The influences of breakfast
Brazil adheres to the civil law tradition with a legal Constitution and numerous codes and acts. In spite of the Constitution and the characteristics of the system, the system is not working well.
Government agencies, civil servants, attorneys, prosecutors, judges and justices do not apply the Constitution and the laws all the time. The Usitecno case shows this to be so, constituting a relevant example of a per incuriam decision, in which the courts have disregarded the legal system to indulge public finances instead of applying the law in favour of taxpayers and according to the rule of law. In spite of the fact that the case has been overruled by another decision from a higher adjudicating body, courts have continuously followed the Usitecno case.
The CPC/2015 imported from the common law theory of precedents in an attempt to confer stability to judicial decisions and legal security to society. However, if judges and justices do not apply the law all the time, merely changing a code will not be enough.

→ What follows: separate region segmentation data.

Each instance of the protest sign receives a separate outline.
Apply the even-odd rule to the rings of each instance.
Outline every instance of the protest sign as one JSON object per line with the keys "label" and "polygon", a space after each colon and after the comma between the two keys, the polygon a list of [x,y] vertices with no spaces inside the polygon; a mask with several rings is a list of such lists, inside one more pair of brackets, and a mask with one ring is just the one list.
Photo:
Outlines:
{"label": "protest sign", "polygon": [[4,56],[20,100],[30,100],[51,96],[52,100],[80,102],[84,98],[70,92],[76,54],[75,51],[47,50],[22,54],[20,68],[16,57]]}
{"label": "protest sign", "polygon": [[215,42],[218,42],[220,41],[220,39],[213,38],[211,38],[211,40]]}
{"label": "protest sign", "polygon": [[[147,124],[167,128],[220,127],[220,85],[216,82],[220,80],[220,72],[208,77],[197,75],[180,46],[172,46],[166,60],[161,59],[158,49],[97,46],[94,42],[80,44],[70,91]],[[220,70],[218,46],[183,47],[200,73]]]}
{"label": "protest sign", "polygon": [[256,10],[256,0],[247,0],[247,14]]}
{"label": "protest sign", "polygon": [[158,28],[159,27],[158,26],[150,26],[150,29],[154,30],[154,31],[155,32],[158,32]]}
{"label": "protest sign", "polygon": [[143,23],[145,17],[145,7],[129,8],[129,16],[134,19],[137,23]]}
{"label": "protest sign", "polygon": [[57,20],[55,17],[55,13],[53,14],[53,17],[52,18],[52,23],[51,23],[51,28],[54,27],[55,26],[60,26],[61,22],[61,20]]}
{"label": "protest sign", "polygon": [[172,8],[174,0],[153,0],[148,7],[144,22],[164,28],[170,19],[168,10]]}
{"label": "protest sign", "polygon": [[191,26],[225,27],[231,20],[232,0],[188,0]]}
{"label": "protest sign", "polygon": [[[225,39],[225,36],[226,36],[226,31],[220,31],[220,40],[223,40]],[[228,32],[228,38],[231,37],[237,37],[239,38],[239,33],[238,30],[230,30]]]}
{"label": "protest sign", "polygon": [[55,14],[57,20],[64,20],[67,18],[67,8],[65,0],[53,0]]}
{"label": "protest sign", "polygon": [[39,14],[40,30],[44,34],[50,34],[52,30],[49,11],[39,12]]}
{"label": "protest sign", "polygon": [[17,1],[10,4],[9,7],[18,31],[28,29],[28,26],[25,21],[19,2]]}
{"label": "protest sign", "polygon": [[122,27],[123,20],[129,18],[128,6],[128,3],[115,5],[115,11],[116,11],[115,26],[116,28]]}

Regarding the debate between legal formalism and realism, it is possible to identify that some non-legal elements are influencing Brazilian judges and justices. Although what judges eat for breakfast may be irrelevant, what they read in the newspapers during breakfast (corruption, fiscal risks, less adherence to the law by some taxpayers) could interfere in their decisions. Brazilian universities must start the study of legal realism, in a way to comprehend the judges' decisions based on elements other than the statutes and codes.
The judiciary reduces adherence to the rule of law to comply with the government and against the taxpayer. Losing confidence in the government severely impacts the Brazilian economy. After all, business needs legal certainty.
This article was written for ITR. The views expressed in this article are the personal views of Judge Renato Becho.